Em primeiro lugar, cabe destacar que tal medida está integralmente amparada pelas regras da Organização Mundial do Comércio (OMC), e, portanto, o Brasil segue sua tradição legalista de respeitar os compromissos e as disciplinas assumidas perante organismos multilaterais. O mesmo já não podemos afirmar dos Estados Unidos e da União Europeia.

Os Estados Unidos, por exemplo, seguem desafiando a OMC com seus subsídios agrícolas ilegais já condenados pela OMC no famoso caso do algodão, no qual preferem compensar financeiramente o Brasil a corrigir suas práticas desleais de comércio definitivamente condenadas.

O mesmo ocorre com a União Europeia no caso da Política Agrícola Comum e, em especial, no caso das exportações de açúcar para fora do bloco europeu, em flagrante desrespeito e desafio à OMC. A União Europeia adotou, nos últimos cinco anos (2007-2012), 302 medidas discriminatórias contra produtos importados de fora do bloco europeu. Consta que no mesmo período o Brasil tenha adotado 54 medidas de natureza protecionista, muito embora exclusivamente de elevação tarifária e todas compatíveis com as regras da OMC, o que é mais relevante.

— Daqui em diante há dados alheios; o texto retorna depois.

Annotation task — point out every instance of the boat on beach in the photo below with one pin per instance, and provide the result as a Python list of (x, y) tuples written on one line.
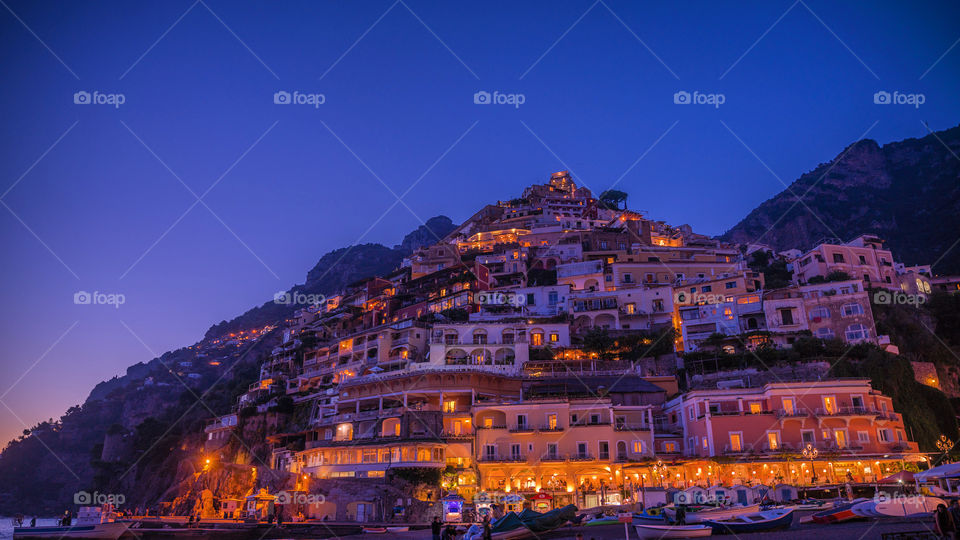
[(651, 531), (106, 531), (839, 513), (712, 513), (769, 520)]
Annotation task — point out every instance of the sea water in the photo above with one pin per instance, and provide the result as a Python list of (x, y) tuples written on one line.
[(6, 525)]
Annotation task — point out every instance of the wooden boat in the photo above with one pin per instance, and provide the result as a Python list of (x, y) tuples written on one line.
[(107, 531), (713, 513), (770, 520), (839, 513), (908, 506), (651, 531)]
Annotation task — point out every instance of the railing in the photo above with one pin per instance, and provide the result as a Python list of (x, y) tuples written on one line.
[(507, 458)]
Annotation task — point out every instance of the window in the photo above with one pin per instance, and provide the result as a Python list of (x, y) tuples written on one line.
[(825, 333), (736, 442), (856, 332), (830, 404), (840, 435), (849, 310), (788, 406), (773, 440)]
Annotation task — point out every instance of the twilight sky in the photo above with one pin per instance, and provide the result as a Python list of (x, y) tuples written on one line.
[(98, 197)]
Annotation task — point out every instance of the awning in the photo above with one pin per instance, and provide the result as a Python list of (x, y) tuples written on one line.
[(951, 470), (902, 476)]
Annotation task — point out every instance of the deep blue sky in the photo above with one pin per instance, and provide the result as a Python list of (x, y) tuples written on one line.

Mas a margem de proteção efetiva de uma economia não se mede apenas por medidas tarifárias que restringem parcialmente as importações que concorrem com seus produtores locais, e que no fundo nada mais são do que armas de uma guerra internacional por renda e empregos. Nos últimos tempos, uma nova arma protecionista muito mais sutil e poderosa tem sido usada pelos grandes players internacionais, que é a taxa de câmbio. A chamada desvalorização competitiva do câmbio, que encarece diretamente as importações e barateia as exportações, não é regulada por nenhum organismo multilateral. Daí resulta que muitos países têm manipulado a sua taxa de câmbio de forma explícita, como é o caso da China e de muitos países asiáticos, ou de forma implícita, por meio de políticas monetárias expansionistas, como é o caso dos Estados Unidos e da União Europeia. A chamada guerra cambial é a outra face obscura da mesma moeda, a guerra comercial por mercados, renda e emprego, aguçada pela crise econômica internacional que prevalece nos últimos anos.

O Brasil foi um dos países da América Latina que mais aprofundaram e diversificaram a sua estrutura produtiva industrial no período pós-guerra. Ocorre que, nos últimos 17 anos, sofremos longos períodos de sobrevalorização cambial e de gradativo aumento da carga tributária e perdemos competitividade produtiva e logística. A indústria brasileira passa, hoje em dia, por uma grave crise de competitividade que transcende essa questão cambial e tem raízes estruturais numa série de deficiências públicas e privadas que precisam ser corrigidas com perseverança, criatividade e ousadia.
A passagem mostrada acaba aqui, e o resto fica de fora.